The primary focus of the draft text is the treaty’s Investment Protection standards, and
specifically the relationship of those standards to efforts to combat climate change. The purpose of
these interpretations, though not stated explicitly, appears to be to assure member state governments
and the public that the CETA’s Investment Protection standards do not prevent states from regulating
in the public interest, including by taking measures to mitigate and adapt to climate change.
These supposed assurances come in response to widespread concerns that investment treaties
obstruct the social, economic, legal, and political transformations necessary for a greener, more
sustainable future. Such concerns were expressed, most recently, in the European Parliament’s
resolution on the “modernization” of the Energy Charter Treaty, which observed that “an alarming
number of investment claims target environmental measures,” and that “various countries, including
the Member States, are being sued in relation to policies on climate or the just transition.”
The draft text largely fails to provide assurances against these concerns. The obstacles to a
green transition imposed by investment law are systemic and deeply rooted in the structure of
agreements like the CETA investment chapter. In contrast, under CETA Article 26.1.5.e., the draft
text is limited to offering “interpretations” of what is already in the agreement, and it can only go so
far in affecting CETA’s underlying balance of rights and obligations. As a result, the draft text falls
back on the same techniques that have rendered previous rounds of reform largely cosmetic and
ineffectual. There is, in short, nothing in this text that should be seen to mollify critics or redress
legitimate concerns about the CETA or other investment treaties.

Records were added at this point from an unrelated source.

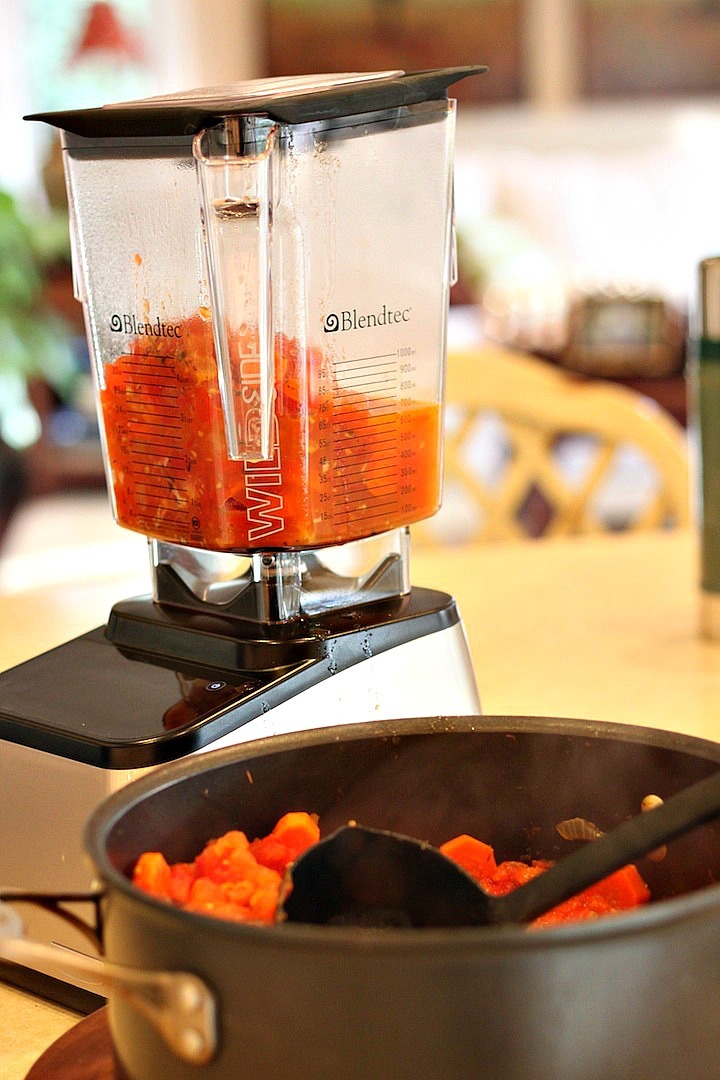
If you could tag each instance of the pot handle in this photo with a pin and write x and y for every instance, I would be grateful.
(177, 1003)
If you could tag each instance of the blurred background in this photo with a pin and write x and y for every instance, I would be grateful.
(586, 187)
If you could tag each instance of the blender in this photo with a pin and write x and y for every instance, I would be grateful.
(265, 273)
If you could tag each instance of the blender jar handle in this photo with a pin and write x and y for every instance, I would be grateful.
(235, 193)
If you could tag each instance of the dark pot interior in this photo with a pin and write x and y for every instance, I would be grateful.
(508, 781)
(633, 995)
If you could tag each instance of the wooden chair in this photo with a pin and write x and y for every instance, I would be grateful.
(533, 450)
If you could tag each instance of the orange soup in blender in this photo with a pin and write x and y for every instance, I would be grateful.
(347, 462)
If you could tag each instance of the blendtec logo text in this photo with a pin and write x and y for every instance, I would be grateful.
(337, 322)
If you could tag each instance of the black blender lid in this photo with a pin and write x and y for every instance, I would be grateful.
(295, 99)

Indeed, the actual impact of the draft text on the interpretation of the CETA is likely to be
minimal. In a few places, the draft text does clarify a question left open by the agreement itself, but
genuine clarifications are a rarity and concern matters of relatively small importance. In most instances,
the draft text’s interventions do little to alter the range of possible interpretations or outcomes. These
cosmetic interventions do not alter the status quo. In some places, the draft text introduces new and
troubling layers of ambiguity with respect to efforts to address racial inequality and climate change.

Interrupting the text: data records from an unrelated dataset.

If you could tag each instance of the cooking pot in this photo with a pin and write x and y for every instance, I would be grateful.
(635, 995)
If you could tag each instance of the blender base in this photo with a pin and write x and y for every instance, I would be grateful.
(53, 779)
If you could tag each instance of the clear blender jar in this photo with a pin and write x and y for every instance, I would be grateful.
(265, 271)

These reflect systemic problems, which mostly cannot be resolved by further editing. At its
core, investment law provides a special right for investors to challenge a government’s laws,
regulations, or administrative actions. This special right goes beyond, and is in addition to, the right
to file cases in the regular court system. The special right is given only to “investors”— a special
category of persons. If successful, investors can win significant payouts, or they can leverage their
claims to force governments to alter their regulatory schemes.
These features of the CETA or any other investment agreement cannot simply be interpreted
away through a Decision of the Joint Committee. These systemic features can be changed only by
amendment or revocation of the existing treaties.